We collect personal information (including sensitive health information) only when reasonably necessary for providing our dermal therapy, lymphoedema management, and related health services.

  • Personal details: Full name, contact details (phone, email, address), date of birth, gender, Medicare number (if applicable).
  • Health information: Medical history, treatment records, medication/allergies, referrals, diagnostic results (e.g., skin/lymphatic assessments).
  • Billing/administrative information: Concessional status (we are private billing and do not store payment card or health fund details).
  • Other: Occupation, emergency contacts, demographic details.

We collect information directly from you (e.g., forms, consultations) or indirectly (e.g., from referrers, other providers with your consent, or My Health Record if you authorise access).
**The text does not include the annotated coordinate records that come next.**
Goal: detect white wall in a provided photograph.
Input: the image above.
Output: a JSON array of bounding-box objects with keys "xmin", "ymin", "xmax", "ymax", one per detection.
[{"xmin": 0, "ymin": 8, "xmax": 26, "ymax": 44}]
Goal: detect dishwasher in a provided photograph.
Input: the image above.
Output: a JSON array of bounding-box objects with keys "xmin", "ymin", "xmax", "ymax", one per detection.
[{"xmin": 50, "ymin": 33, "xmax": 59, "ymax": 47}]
Where practicable, you may deal with us anonymously or pseudonymously (e.g., general enquiries), but this is often not possible for health services.

2. how we collect information

  • In person, via phone/email, online forms, or our website.
  • With your consent where required (express or implied).
  • We take steps to ensure information is accurate, up-to-date, and complete.
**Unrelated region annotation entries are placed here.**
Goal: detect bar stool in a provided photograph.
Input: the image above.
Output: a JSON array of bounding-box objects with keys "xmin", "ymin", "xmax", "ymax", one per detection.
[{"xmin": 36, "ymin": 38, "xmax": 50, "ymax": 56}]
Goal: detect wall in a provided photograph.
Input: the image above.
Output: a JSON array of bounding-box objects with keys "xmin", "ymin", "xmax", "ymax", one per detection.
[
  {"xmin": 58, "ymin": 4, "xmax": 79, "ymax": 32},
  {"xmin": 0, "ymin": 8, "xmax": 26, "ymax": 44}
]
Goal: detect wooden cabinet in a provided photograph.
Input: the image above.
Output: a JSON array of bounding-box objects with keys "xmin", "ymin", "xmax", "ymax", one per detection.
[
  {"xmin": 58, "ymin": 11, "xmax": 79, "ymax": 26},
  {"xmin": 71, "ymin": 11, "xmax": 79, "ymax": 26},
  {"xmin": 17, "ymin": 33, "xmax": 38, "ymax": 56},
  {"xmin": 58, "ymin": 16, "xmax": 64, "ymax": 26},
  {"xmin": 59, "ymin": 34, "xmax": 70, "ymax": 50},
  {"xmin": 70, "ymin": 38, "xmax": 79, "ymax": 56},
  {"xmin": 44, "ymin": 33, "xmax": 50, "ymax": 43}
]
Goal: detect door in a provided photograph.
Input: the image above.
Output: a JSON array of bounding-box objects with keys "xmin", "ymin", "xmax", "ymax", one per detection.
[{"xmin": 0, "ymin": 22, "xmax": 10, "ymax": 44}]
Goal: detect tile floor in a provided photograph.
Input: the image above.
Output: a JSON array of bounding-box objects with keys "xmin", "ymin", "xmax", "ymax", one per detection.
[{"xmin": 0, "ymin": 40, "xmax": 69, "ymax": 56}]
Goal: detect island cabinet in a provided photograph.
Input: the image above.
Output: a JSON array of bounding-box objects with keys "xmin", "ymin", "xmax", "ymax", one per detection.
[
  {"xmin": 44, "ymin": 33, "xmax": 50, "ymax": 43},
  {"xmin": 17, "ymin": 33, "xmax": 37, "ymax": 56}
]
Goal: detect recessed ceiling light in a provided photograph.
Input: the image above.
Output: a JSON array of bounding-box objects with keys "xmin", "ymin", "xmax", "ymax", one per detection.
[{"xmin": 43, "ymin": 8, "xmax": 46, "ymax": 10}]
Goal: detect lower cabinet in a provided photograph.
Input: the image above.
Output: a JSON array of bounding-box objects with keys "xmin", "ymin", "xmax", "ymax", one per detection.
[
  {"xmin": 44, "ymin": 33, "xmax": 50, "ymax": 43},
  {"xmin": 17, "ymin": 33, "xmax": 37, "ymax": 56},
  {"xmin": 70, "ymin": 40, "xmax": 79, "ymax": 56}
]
3. how we use and disclose your information

Primary Purposes (What You Would Reasonably Expect):

  • Delivering treatments, assessments, and care plans.
  • Communicating about appointments, reminders, or progress.
  • Internal administrative tasks (e.g., billing, audits).
  • Quality improvement and staff training (de-identified where possible).

Secondary Purposes (Only With Consent or as Permitted by Law):

  • Research or education.
  • Direct marketing (you can opt out at any time).
  • Disclosures to others (e.g., referring doctors, specialists, labs) for your ongoing care.

We May Disclose To:

  • Other healthcare providers involved in your care.
  • Regulatory bodies (e.g., as required for reporting).
  • Third-party providers (e.g., bookkeeping, phone services, IT/software vendors) under confidentiality agreements.
  • In emergencies or where required/authorised by law (e.g., serious threats to health/safety).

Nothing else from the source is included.